Over 2,000 Starbucks Employees Are On Strike. Here's What We Know

Starbucks workers are at the center of one of the most highly publicized labor movements in recent history. After the coffee giant saw its first pro-union vote at an outpost in Buffalo in 2021, per AP News, baristas across the country mobilized around union representation as well. What followed was a veritable saga of legal battles between Starbucks HQ (whose efforts to dissuade employees from hitching their wagons to Workers United included health benefit incentives for non-union employees, per PBS) and the National Labor Relations Board, bolstered by worker strikes and walk-outs. In July 2022, Nations Restaurant News reported that over 200 Starbucks stores had voted to unionize in hopes of receiving better training programs, expanded benefits, and improved working conditions. 

When September rolled around, it seemed like Starbucks' outgoing CEO Howard Schultz and other head honchos were finally ready to negotiate. Per a public statement, the company sent letters to the 234 stores that had voted to unionize. "We look forward to these negotiations and hopefully setting dates and securing locations for contract bargaining," wrote the brand. But when those meetings began in October, things didn't go according to plan. Vice reports that Starbucks representatives walked out of five "collective bargaining sessions" with union members and refused to continue negotiations so long as Workers United allowed baristas to join the meetings remotely. A month later, Starbucks workers are back on defense.

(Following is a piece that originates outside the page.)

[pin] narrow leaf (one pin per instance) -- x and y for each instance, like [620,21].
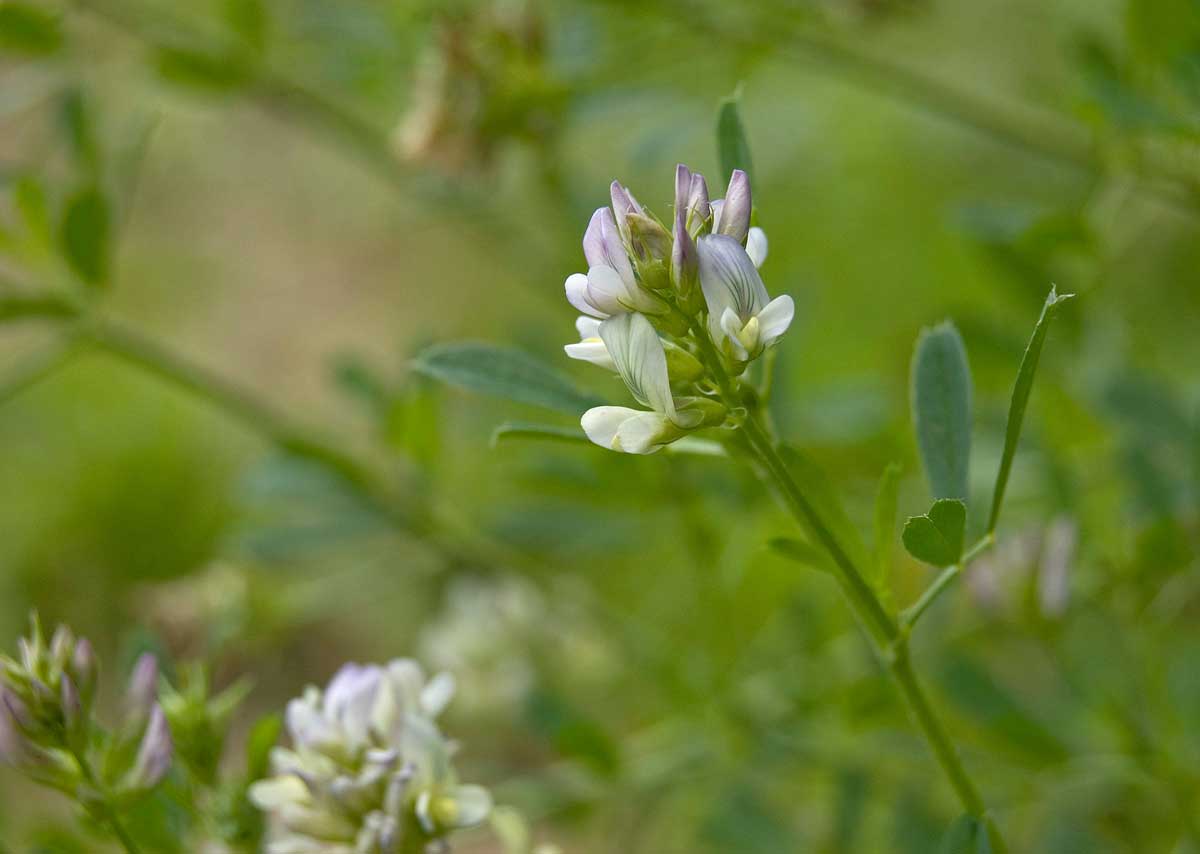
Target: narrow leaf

Workers are tired of union busting

CNN reports that upwards of 2,000 Starbucks employees across 112 stores have rallied together for a one-day strike today (Thursday, November 17) with support from Workers United. "This is to show them we're not playing around," pro-union worker Tyler Keeling told the outlet. "We're done with their anti-union retaliation and them walking away from bargaining." 

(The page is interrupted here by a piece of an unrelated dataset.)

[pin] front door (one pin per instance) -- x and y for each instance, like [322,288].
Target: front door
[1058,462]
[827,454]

The strike coincides with the coffee company's annual Red Cup Day, which bestows reusable red cups to customers who order certain rewards-friendly drinks, per Parade. Keeling told CNN that the scheduled jam is no coincidence. Workers are describing the strike as a "Red Cup Rebellion," hoping to "call attention to anti-union activities" on a day that sees heavier-than-usual traffic and cash flow at the chain, per CNN.

Democracy Now reports that the National Labor Relations Board has filed for a nationwide cease and desist order to prevent Starbucks from firing more pro-union employees. The outlet says the chain has recriminated against "at least 150" pro-union workers with illegal firings.